The media, however, was a different story. With Chris, expectations were being blown out of all proportion before the season. It was as if the writers had never watched him play before, or at least were unable to remember how he played. Future 40-goal man was all over the place – and probably somewhat unfairly attributed to one quote from Chris himself. As this review points out, and as we did before the season – the nice thing about Chris Higgins is that he is a known quantity. We knew he would work hard. We knew he would shoot and score enough. But we had also seen the limits of his talent.
Chris' season can be summed up in a couple of ways. Firstly, he was consistent, yes he had slumps, as all goalscorers do, but his play stayed more or less the same throughout the year. Secondly, this was the year that Chris could have scored 40 goals, easily. He ended up with career highs in both goals (27) and assists (25), but those numbers could have been way better. He became the king (by a hair over Latendresse) of the missed opportunity. I lost count long ago of the amount of given goals (posts, broken sticks, flat-out misses) that Higgins missed. What this all taught me was that he isn't really a natural goalscorer, but is instead just a smart player. He understands the game so well and can read the play like a true offensive weapon. He manages to get himelf into the right spots at the right times and if he had the hands of a Michael Ryder he would be the star of this team.
His play in the playoffs, like that in the regular season, was solid. He has proven to be a great energy guy, good in his own end and a very valuable forechecker. What didn't happen in the playoffs, however, was the level of play needed to win series. This was only his second playoffs and he did manage a respectable 5 points, but he wasn't really the leader that I had hoped he would be. I will point out that his 5 points did come in the last 7 games of the playoffs. By no coincidence these were the only 7 games in which he played alongside our captain as Saku was injured for the first 5 games.
Highlights: Chris celebrates goals like he knows more are coming, let's hope many more are...
Higgins by the numbers: Canadiens.com
Lions' links on Higgins:
A Tale of Two Cities
Changing the Ethic
New Canadiens Website
Chris Higgins: Aspiring 40-goal man
A Sort Of Homecoming: New York Islanders Preview
Hossa, Sundin and Higgins
First, But Not Home and Away
Round 1: Montreal - Boston
Giving Higgins the 'A' was a success in my opinion. He really emerged as a leader on our team this season and will be the foundation of our team for years to come (unless of course we trade him for a rental player). He always gives intelligent interviews after the game and has become very popular with fans. This year may have been the year we realized that Chris is no 40-goal man, but that he is indeed a valuable player. He brings so much more to our team than goals and, quite frankly, had he only scored 15-20 I would still see his value on the Habs. Another piece of good news is that Chris improved yet again this year and it looks like this trend will continue in the coming years. I see him as a complete player as he excels in all aspects of the game – on and off the ice. Gainey, Carbo, Muller and Jarvis are great leaders to have on a team and I believe that Higgins is a direct product of mixing with such leaders.
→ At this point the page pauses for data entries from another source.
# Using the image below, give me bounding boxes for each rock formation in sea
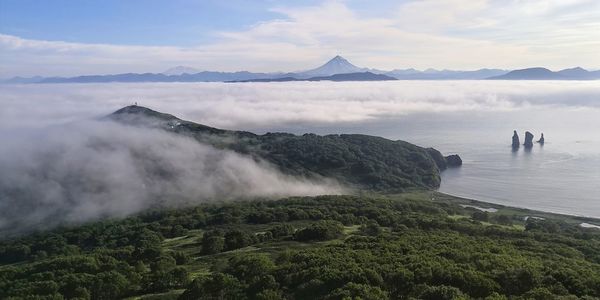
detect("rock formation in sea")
[446,154,462,168]
[512,130,521,149]
[537,133,545,145]
[523,131,533,148]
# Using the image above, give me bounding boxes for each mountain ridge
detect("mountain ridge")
[5,55,600,84]
[106,105,460,191]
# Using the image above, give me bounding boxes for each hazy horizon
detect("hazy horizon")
[0,0,600,78]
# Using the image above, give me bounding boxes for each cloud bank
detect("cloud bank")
[0,121,343,236]
[0,81,600,131]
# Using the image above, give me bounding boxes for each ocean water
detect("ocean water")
[0,81,600,218]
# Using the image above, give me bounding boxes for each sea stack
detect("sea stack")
[445,154,462,168]
[523,131,533,148]
[537,133,545,145]
[513,130,521,149]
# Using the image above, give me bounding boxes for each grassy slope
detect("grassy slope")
[124,190,600,299]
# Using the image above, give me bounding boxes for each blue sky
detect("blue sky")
[0,0,600,77]
[0,0,290,46]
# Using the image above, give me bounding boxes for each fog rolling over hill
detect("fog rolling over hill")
[0,106,460,236]
[0,118,344,238]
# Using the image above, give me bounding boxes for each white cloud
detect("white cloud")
[0,81,600,132]
[0,0,600,77]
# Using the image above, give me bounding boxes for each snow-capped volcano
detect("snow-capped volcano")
[297,55,367,76]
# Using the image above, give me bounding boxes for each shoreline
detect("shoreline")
[432,191,600,229]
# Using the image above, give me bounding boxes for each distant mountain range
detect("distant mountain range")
[488,67,600,80]
[0,55,600,83]
[229,72,398,82]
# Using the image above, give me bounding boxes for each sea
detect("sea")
[0,80,600,218]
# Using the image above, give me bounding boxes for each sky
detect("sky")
[0,0,600,78]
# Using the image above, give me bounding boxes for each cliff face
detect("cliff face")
[108,106,461,191]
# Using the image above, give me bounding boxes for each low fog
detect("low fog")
[0,81,600,235]
[0,121,342,235]
[0,80,600,130]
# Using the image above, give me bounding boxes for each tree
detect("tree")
[201,230,225,254]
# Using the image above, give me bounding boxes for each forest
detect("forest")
[0,191,600,299]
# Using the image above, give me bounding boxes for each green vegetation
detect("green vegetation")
[0,191,600,299]
[110,106,446,192]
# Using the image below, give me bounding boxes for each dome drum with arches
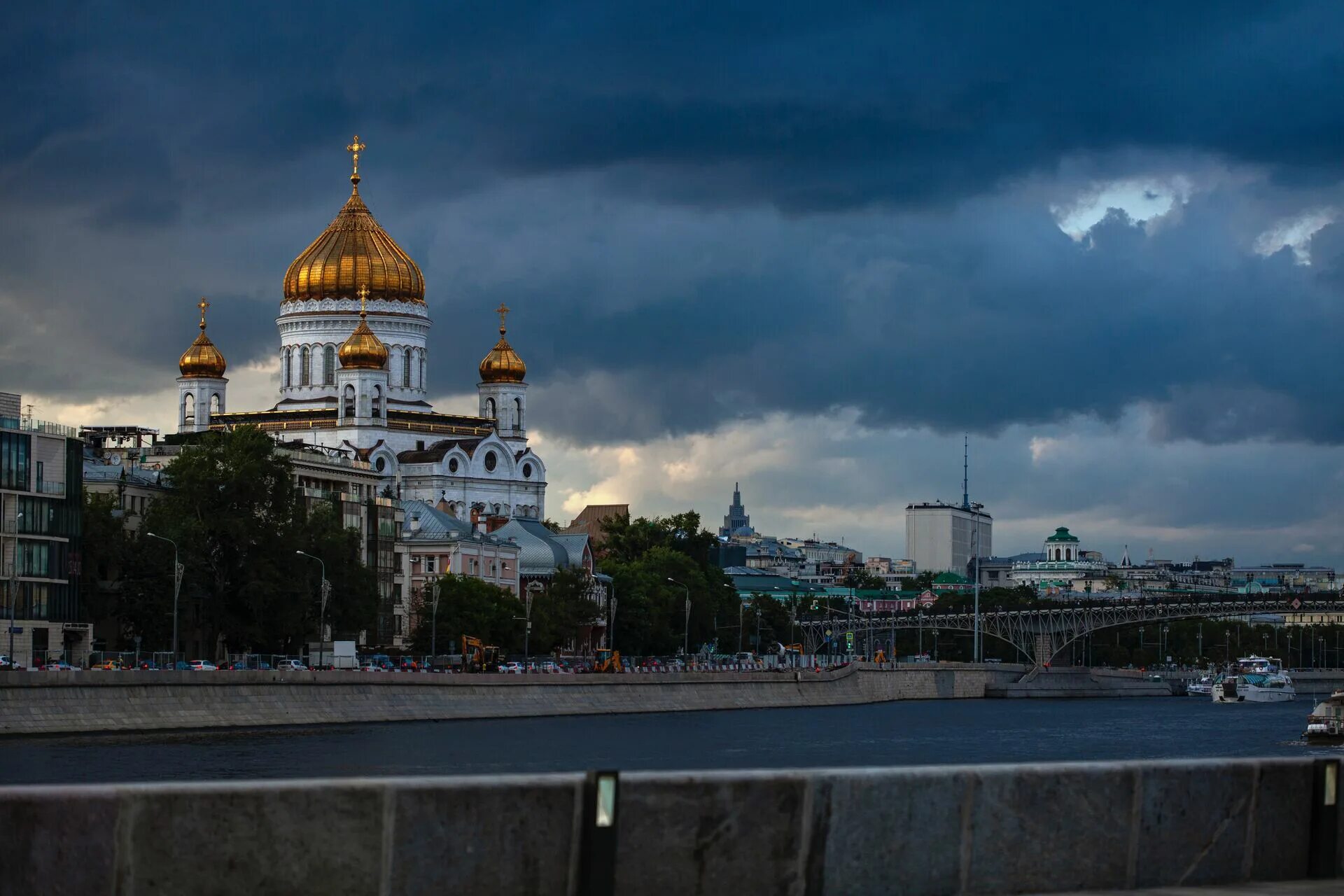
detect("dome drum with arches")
[177,298,228,379]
Where we'd have him next season
Right now, it looks like it will be between Higgins and Sergei for a spot on Koivu and Tanguay's line. I personally think that either player could do equally good work on the 1st or 3rd lines. Higgins, in an ideal world, is probably more of a 3rd line type player especially in the way that I want to see the Habs use a 3rd line (I think the time of bad players on the third line is over). My hope is that we add one more winger (Selanne, ideally) to play with Saku. That would leave both Higgins and Sergei to play on the 3rd line, likely with Chipchura. One thing that is certain in Chris' case for next year is that he will bring his best every night. Wherever he may play, I know that he can be counted on to do his best and to accept his role – after all isn't that what an assistant captain should do.